Drone footage of police using water cannons against Dakota Access pipeline protesters highlights the increasing use of drones to monitor authorities. The drone video showed police spraying protesters in sub-freezing temperatures, and then aiming at the drone in an apparent effort to knock it down. Drones have been used throughout the #NoDAPL protest as a means of civilian reporting of police activities, and more than once officers have tried to shoot them out of the sky. Writer Cory Scarola says this is a logical next step from using mobile phones to film conflicts with the police and hold them accountable. - INVERSE

FROM THE FORUMS

On the Drones subreddit, news that AT&T is partnering with NASA to create a drones "watchdog" program is being met with speculation. The telecommunications company announced in a press release that they’re researching traffic management solutions and the potential impacts of cybersecurity threats.

"They are also supposed to provide wifi," YXxTRUTHxXY says. "I'm OK with the monitoring as long as anti-hacking abilities are maintained to prevent takeovers. I could see a serious issue with hacking here."

hp777us replies, "Preventing takeovers at the moment suffers from weak communications technology between the operator and the drone. Some hardening protections include connection via VPN/TLS over encrypted 3/4g dedicated SIM...but these are all custom and not built in. Certain drones, like the AR.DRONE parrot, is highly susceptible to attacks over wifi, and in this case i'm unsure how the watchdog would protect against it. In my mind, i'd think this would (if say businesses were using the drone) cater for more tracking and determining the origin of the attacker."

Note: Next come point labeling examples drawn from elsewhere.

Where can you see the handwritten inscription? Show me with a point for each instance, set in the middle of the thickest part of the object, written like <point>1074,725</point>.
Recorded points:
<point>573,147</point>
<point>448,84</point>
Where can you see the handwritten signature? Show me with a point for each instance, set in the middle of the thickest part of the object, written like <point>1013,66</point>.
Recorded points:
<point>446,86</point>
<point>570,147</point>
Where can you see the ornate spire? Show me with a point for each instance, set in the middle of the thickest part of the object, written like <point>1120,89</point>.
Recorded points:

guruscotty remarks, "Gee -- how could giving ATT this much power backfire? I'm asking seriously, despite the sarcasm. My knee-jerk reaction is due to hating ATT... I'm sure this could sucks eggs in ways I can't even imagine."

Over on the Drone Videos subreddit, “winter is coming” in this nifty video from the Northwest Territories. 

“Wow, that’s in the middle of nowhere!” says kanyes_toothbrush, and CtrlDaltDelete comments, “That was incredible.”

THE BIG QUESTION

Will drones be an important method for holding law enforcement accountable moving forward? Should police have their own drones available to record significant encounters with the public?